Update on the Epidemiology of Age-Related Macular Degeneration

This study is a meta-analysis reports on current estimates of the prevalence of age-related macular degeneration (AMD) based on a review of recent meta-analyses and literature research. Within an age of 45-85 years, global prevalences of any AMD, early AMD, and late AMD were 8.7%, 8.0% and 0.4% . Early AMD was more common in individuals of European ancestry than in Asians, whereas prevalence of late AMD did not differ significantly. AMD of any type was less common in individuals of African ancestry. The number of individuals with AMD was estimated to be 196 million (95% CrI, 140 – 261) in 2020. The worldwide number of persons blind or with moderate to severe vision impairment due to macular disease in 2010 was 2.1 million and 6.0 million respectively. (95% UI, 5.2 – 8.1) persons out of 191 million people with MSVI. Agestandardized prevalence of macular diseases as cause of blindness in adults aged 50+ years worldwide decreased from 0.2% in 1990 to 0.1% in 2010; as cause for visual impairement, it remained mostly unchanged at 0.4% in 1990 to 0.4% in 2010. These data show the globally increasing importance of AMD.

Read More:
Jonas JB, Cheung CMG, Panda-Jonas S. Updates on the Epidemiology of Age- Related Macular Degeneration. Asia Pac J Ophthalmol (Phila). 2017 Sep 14.

Portable non-mydriatic versus standard fundus cameras?

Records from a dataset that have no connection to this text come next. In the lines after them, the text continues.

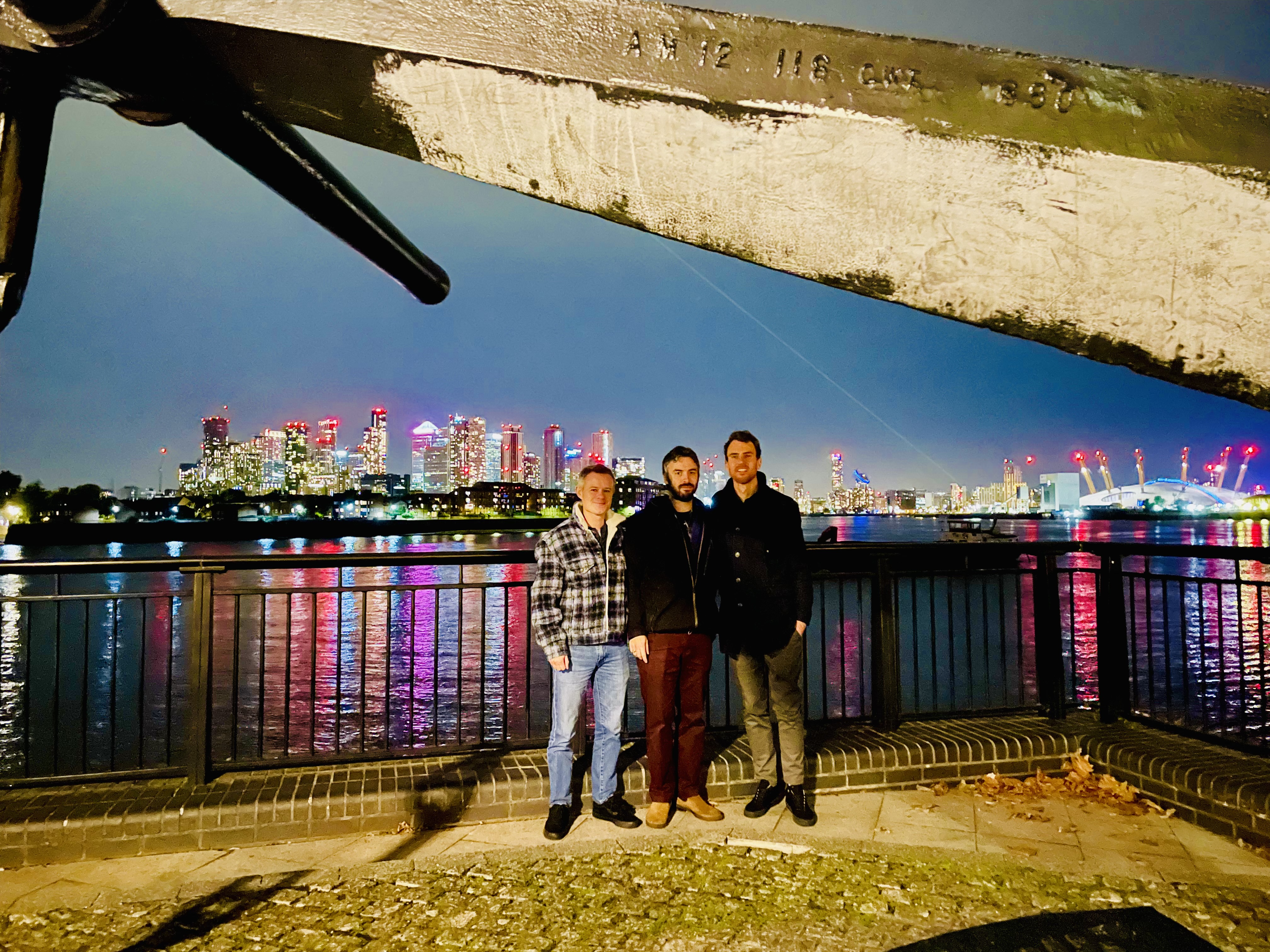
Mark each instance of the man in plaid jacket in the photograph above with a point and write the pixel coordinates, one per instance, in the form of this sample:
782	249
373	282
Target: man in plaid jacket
580	619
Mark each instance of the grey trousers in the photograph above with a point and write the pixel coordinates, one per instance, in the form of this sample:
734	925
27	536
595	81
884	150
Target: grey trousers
771	687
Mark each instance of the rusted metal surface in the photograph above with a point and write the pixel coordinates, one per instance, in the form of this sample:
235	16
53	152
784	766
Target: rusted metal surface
1118	214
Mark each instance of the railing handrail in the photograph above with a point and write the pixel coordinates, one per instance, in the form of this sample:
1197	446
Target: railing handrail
216	564
525	557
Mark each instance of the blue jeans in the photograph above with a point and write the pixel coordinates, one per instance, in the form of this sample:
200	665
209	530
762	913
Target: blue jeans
605	668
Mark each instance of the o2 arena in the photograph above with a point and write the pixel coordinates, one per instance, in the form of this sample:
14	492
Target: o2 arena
1169	494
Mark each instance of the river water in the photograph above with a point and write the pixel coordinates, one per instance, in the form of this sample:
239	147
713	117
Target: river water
341	662
854	529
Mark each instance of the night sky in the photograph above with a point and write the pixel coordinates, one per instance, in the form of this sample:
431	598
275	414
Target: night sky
168	282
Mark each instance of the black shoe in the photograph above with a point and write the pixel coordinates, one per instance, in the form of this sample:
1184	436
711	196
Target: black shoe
558	822
802	812
766	796
618	812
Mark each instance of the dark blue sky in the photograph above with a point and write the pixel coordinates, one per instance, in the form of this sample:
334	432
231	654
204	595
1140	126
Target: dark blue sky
168	282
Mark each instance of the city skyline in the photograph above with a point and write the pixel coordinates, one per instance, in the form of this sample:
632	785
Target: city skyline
466	451
149	298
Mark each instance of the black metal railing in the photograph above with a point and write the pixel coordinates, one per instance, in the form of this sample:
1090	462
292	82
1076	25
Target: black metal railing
113	669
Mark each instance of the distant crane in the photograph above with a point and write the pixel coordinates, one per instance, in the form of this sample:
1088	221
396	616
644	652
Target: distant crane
1249	452
1079	457
1103	468
1221	468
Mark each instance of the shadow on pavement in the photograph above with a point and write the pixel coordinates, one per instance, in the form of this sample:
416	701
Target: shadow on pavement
201	916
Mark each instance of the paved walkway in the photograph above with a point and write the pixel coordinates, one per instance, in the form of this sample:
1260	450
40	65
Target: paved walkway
1068	836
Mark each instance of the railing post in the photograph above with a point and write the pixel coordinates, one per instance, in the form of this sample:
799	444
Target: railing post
1048	627
199	706
886	652
1113	650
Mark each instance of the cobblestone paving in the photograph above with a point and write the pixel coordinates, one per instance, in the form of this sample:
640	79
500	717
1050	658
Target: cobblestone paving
673	898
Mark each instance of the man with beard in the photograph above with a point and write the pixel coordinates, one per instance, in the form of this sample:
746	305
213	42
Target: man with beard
765	606
670	629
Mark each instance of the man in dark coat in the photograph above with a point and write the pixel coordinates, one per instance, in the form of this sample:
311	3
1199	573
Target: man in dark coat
671	621
765	607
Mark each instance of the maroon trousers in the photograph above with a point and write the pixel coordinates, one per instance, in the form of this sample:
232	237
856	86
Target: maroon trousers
673	683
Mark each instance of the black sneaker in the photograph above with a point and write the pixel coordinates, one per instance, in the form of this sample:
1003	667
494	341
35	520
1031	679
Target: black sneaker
766	796
802	812
618	812
558	822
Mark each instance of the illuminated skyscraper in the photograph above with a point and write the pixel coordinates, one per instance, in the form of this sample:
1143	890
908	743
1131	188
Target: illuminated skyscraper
534	470
436	464
575	461
553	457
601	449
375	442
422	439
216	429
493	457
247	468
273	459
1011	477
629	466
512	454
298	456
838	489
466	451
324	456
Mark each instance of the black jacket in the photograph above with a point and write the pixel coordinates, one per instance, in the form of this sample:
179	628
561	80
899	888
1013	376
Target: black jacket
765	586
668	587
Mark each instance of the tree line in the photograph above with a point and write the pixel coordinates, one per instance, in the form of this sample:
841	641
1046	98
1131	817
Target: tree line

In the recent few years a number of portable non mydriatic fundus cameras have hit the market. They carry an advantage of size and are projected as ideal tools for screening camps. Are they as good as the standard fundus cameras? This study evaluated the sensitivity and specificity of a portable non-mydriatic fundus camera to diagnose visionthreatening diabetic retinopathy (VTDR). A prospective, single-site, comparative instrument validation study was undertaken at the Aravind Eye Care System where 155 subjects with and without diabetes were examined with
(1) non-mydriatic Smartscope,
(2) mydriatic Smartscope, and
(3) mydriatic table-top camera of the
macular, nasal, and superotemporal fields. A retina specialist performed a dilated fundus examination and was the reference standard. Two masked retina specialists graded the images. Sensitivity and specificity to detect VTDR with the undilated Smartscope was calculated compared to dilated clinical fundus exam. The study found that remote graders had high sensitivity and specificity in diagnosing VTDR with undilated Smartscope images, suggesting utility
where portability is a necessity. It was comparable to that of a table top standard fundus camera.

Read More:
Sengupta S, Sindal MD, Besirli CG, Upadhyaya S, Venkatesh R, Niziol LM, Robin AL, Woodward MA, Newman Casey PA. Screening for visionthreatening diabetic retinopathy in South India: comparing portable non-mydriatic and standard fundus cameras and clinical exam. Eye (Lond). 2017 Sep 15.